I've seen hospitals try to 'optimize' their lab by automating 100% of the flow cytometry analysis with AI. The results were disastrous—a 20% misclassification rate on borderline cases. They had to pull the plug after six months. The total cost of that wasted effort (equipment, software licenses, re-run costs) was enough to buy a new, better, human-augmented system.

How We Fixed Our Process (And What We Look For Now)

After the remote patient monitoring disaster in 2022, we developed a pre-check list for any 'intelligent' device purchase. I'm not a logistics expert, so I can't speak to carrier optimization. What I can tell you from a procurement perspective is how to evaluate vendor promises now.

  • The 'Exception' Test: I ask the vendor, 'Give me one scenario where your system will fail and you'd want a human to step in.' If they can't, I walk. Any system that claims to never fail is lying.
  • The Traceability Test: Every alert must have a foundation. A 'risk score' is useless.

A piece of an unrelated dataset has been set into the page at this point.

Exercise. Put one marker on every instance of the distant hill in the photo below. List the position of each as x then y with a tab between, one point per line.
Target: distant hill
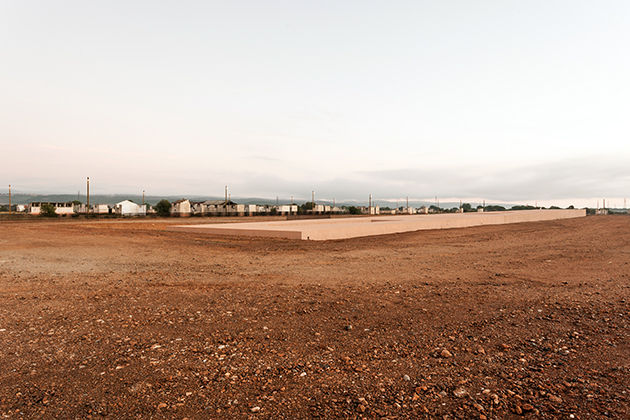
153	199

I need data (like from Siemens Healthineers) that says 'Based on Q3 2024 analysis of our data...' I need a source.
  • The Cost of Trust: The value of a reliable, auditable system (like a good diagnostics platform) isn't the speed—it's the certainty you can sleep at night knowing you didn't miss a five-figure error because a machine was too confident.

You might argue that I'm being a Luddite, that AI is getting better every day. That's true. AI for medical imaging is incredible. I'm not a radiologist, so I can't speak to pixel-level accuracy. But from a workflow perspective, I ask: 'Is this system designed to replace a decision, or augment an expert's ability to make a decision?'

The first is a cost center waiting to fail. The second is a real investment in efficiency. I'll take the second every time. Our checklist has caught 30+ potential errors in the past 18 months (as of January 2025, at least), saving us well over the cost of my time. That's the kind of efficiency I can bank on.